Safety and production have been top priorities in the development of concrete core climbing systems over the past decade and nowhere is that more on show in Canada than downtown Toronto.

A case in point is an electric formwork climbing system, the first of its kind in Canada, being used for the concrete core of a structural steel framed 45-floor office building on Front Street.

Made by M-Tech, the climber jumps an entire floor of the concrete elevator core at once. That differs from hydraulic climbers, which are commonplace in Toronto, that only jump segments of a floor of the core at a time, explains Kevin Nagowski, project manager, Alliance Forming Ltd., the forming contractor for the office tower.

Another reason Alliance chose the electric climber is worker safety, he says.

“We have eliminated the leading edges that you have with other systems which jump separately…creating fall hazards,” he says.

A feature of the system is the location of the electric motor and other moving parts at the top of the climber where they are easily accessible if repairs are required.

“If something goes wrong, we can literally unbolt it right from the top of the tower crane, lift it up and change the main motor out in 10 minutes,” Nagowski says.

By comparison, the hydraulics and mechanicals of conventional climbers are difficult to access for repairs, he points out.

The M-Tech climber is also easy to move because there is no hydraulic system bolted into the elevator core.

A concrete cast-in-place 18-storey tower is under construction for Google in Toronto. The climber there does not require a crane when it carries the exterior coating panels for the concrete elevator core. The FCI Self Climbing System by Aluma Systems frees the tower crane for other tasks and also “frees up real estate” on the tight site, explains Joe Plantamura, general superintendent with Structform International Limited.
DON PROCTER — A concrete cast-in-place 18-storey tower is under construction for Google in Toronto. The climber there does not require a crane when it carries the exterior coating panels for the concrete elevator core. The FCI Self Climbing System by Aluma Systems frees the tower crane for other tasks and also “frees up real estate” on the tight site, explains Joe Plantamura, general superintendent with Structform International Limited.

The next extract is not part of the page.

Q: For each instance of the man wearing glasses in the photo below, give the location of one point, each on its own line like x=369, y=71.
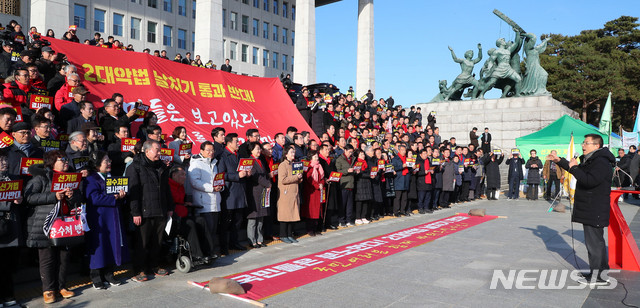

Denis Furlan, director of Alliance, says he would not hesitate to use the electric system on another structural steel tower.

He points out the climber is best suited to towers at least 25 storeys tall.

Just a few blocks away in downtown Toronto is a concrete cast-in-place 18-storey tower under construction for Google. The climber there does not require a crane when it carries the exterior coating panels for the concrete elevator core.

While the benefit of the FCI Self Climbing System by Aluma Systems is that it frees the tower crane for other tasks, the self climber also “frees up real estate” on the tight site, explains Joe Plantamura, general superintendent with Structform International Limited, the formwork contractor for the project on King Street East.

“Real estate is very important in downtown Toronto,” says Plantamura. “I don’t have to take the forms off and look for a place to store them.”

Another advantage to the climber’s design is that it is less labour intensive than some climbers.

“I have eight men (carpenters) working on the core.”

Some systems would require twice as many workers, he points out.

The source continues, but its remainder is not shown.